Thanks to all the feedback. EleGirl, I have suggested counseling for her for these issues. Her step mother has too. To date, she has only made one call. I agree with you and the other poster that she has anxiety issues. She is also insecure because of her upbringing and her past marriage. I get all that. My problem is that I am so over this crap. I feel terrible every day because of this. When I look at her, I do not see love. I see the mother to my children, but nothing more. I do not think that I can move forward, even with counseling. I should have sought a divorce after she accused me of trying to arrange her "murder" (the unlocked window). But, I committed to her that I would try. Well, it has been over a year and I still feel nothing but grief and sadness when I am around her. She keeps telling me how much she loves me and she can be exceptionally nice. But, then the devil reappears, more crazy accusations.


----------



## firetiger (Nov 9, 2011)

Hmm this is kind of the same problem i have with my husband, his accusations of me with cheating when in reality there is nothing going on...and it has been over a year now and he will not change. He does nice things and tells me he loves me but then a single little thing and he snaps that i have somebody else, that i don't love him etc...im tired of all of that already.


----------



## WonderingAway (Dec 20, 2011)

There is never a "good" time for a divorce. The longer you drag this out, the harder it will be. Be honest with yourself first -- are you SURE? If the answer is yes, then do both of you a favor and get on with it. As far as your kids, I would first sit down with her and express your concern for them. Try to get her to sit down with the entire family so that you as a "couple" can explain that mommy and daddy love them soooo much, and have decided to live apart. Be gentle with them, but be honest. I WISH my parents would have got divorced. Growing up with them, both myself and my brother always felt the tension. I am 27 and he is 17 now, and they are still married. Let's just say neither of us make a point to be in the same room with them for any length of time. See where I am going with this? Good luck.


----------



## BradP (Dec 13, 2011)

Well it happened again over the holidays. This time she accused me of having an affair (or wanting to) with her step sister's sister-in-law (Step sister's husband's sister -- that is a mouthful!). She is not married. While at a family gathering she accused of being too close and basically said I must be cheating with her. I said at that moment (to myself) -- THIS IS IT! I have had it. That Christmas eve dinner turned into a very uncomfortable time for me. I hated it and wanted to just leave and go home. Yesterday, I called an attorney and made an appointment for a consultation. The meeting is Monday


----------



## Cogo123 (Jan 5, 2012)

Wow....it is so crazy how it takes just one incident to set things in motion. I too tried counseling but it seems like you get to a point when you know there is no chance for your marriage to work the way it should.
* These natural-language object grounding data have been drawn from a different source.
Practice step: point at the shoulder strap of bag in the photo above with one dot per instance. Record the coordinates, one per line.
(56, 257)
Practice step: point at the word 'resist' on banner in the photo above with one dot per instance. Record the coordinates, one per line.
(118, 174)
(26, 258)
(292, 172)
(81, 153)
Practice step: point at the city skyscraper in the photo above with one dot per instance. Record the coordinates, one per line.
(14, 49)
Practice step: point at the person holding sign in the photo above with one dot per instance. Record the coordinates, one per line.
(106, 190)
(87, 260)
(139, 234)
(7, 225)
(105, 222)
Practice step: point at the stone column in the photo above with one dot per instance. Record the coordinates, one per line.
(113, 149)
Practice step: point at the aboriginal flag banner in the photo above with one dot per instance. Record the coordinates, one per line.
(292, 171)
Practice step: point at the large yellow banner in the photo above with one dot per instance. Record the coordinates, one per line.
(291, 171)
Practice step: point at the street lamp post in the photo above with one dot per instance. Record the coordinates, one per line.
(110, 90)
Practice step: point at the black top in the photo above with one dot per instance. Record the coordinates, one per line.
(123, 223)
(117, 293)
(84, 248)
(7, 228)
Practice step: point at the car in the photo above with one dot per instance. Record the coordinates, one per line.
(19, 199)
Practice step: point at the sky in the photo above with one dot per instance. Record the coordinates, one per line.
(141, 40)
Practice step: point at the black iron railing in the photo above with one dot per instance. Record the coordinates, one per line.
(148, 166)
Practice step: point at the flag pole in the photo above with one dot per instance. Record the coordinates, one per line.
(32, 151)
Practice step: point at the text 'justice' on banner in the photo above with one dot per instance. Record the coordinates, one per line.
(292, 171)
I am proud of your strength and I hope you can find the happiness and peace with someone who treats you as you should be treated.
_Posted via Mobile Device_


----------



## gonefishin (Oct 7, 2011)

Brad, once you mention divorce a MC will be on the table. If your wife cares about the marriage she will put it on the table.


----------



## accept (Dec 1, 2011)

It is most unusual for someone to complain of murder. Have you ever said to her you wish she was dead or something similar.


----------



## BradP (Dec 13, 2011)

Thanks everyone. I keep going back to thinking about MC. But I truly look at her today and see the mother of our children, not a wife, not a lover, not a soul mate. I want and deserve a great wife. I have always been there for my family. Like I said, I bend over backwards to do most of the house chores, car work, lawn work, getting the kids up, fed, dressed and off to school and then leave work on time to pick them up and go home or to various sports practices. I do the finances. She must be blind or just does not love me as she says. I do not talk down to her, certainly never threatening to her. I am just your everyday dad and husband. Her family loves me often speaks highly about me in front of her. I just do not get it! If anything, during the fights of the past, she is the one who yells out she wants a divorce. I never thought she meant it, just something people say in anger. After speaking with the attorney, I will make a decision on how and when to move forward.
I think I will ask her something like, "Why are you married to me?" I will bring up the repeated accusations and ask, "why?" "If you think I am that kind of person, why are you here?" I will also ask her does she realize how bad her words and actions have hurt me? How bad it damages the family. Then, during that conversation I will let her know of my desire for a seperation/divorce.


----------



## Trepidation (Jan 5, 2012)

BradP said:


> Thanks everyone. I keep going back to thinking about MC. But I truly look at her today and see the mother of our children, not a wife, not a lover, not a soul mate. I want and deserve a great wife. I have always been there for my family. Like I said, I bend over backwards to do most of the house chores, car work, lawn work, getting the kids up, fed, dressed and off to school and then leave work on time to pick them up and go home or to various sports practices. I do the finances. She must be blind or just does not love me as she says. I do not talk down to her, certainly never threatening to her. I am just your everyday dad and husband. Her family loves me often speaks highly about me in front of her. I just do not get it! If anything, during the fights of the past, she is the one who yells out she wants a divorce. I never thought she meant it, just something people say in anger. After speaking with the attorney, I will make a decision on how and when to move forward.
> I think I will ask her something like, "Why are you married to me?" I will bring up the repeated accusations and ask, "why?" "If you think I am that kind of person, why are you here?" I will also ask her does she realize how bad her words and actions have hurt me? How bad it damages the family. Then, during that conversation I will let her know of my desire for a seperation/divorce.


Hey Brad,

I don't have much to add here, except that I think the conversation you're thinking of having is a good one. I sincerely hope that it serves as a wake-up call to your wife, and that you won't even have to bring-up divorce in the conversation. Best of luck.


----------



## BradP (Dec 13, 2011)

Last night my wife and I had a heart to heart. Basically, we each throughout everything on the table (issues, problems, etc.). I think we said enough to keep us together for the next few months -- however, my heart is no longer in this marriage and, therefore; will eventually end it. I met with an attorney today for a consultation. Great meeting. I now have what I need to move towards separation, when it comes to that.


----------



## SuzyQ64 (Jul 19, 2010)

I totally disagree with staying together for the kids. Completely and utterly. I grew up watching my mother fight, call my mother all these names, accuse her of affairs, etc. If you live in the same house as your kids, it is IMPOSSIBLE for them to not know what is going on. Believe me, I dreaded the starts of these fights, they were awful. I sought out a spouse who would be a good father and not be confrontational. Well that has totally backfired, as he is so non-confrontational he does nothing. Am in the process of getting a divorce. I am terrified of what we have taught our kids about what a relationship should be, where there is no communication and indifference. Your kids need parents who are happy and provide a good example that will help them model their future relationships.


----------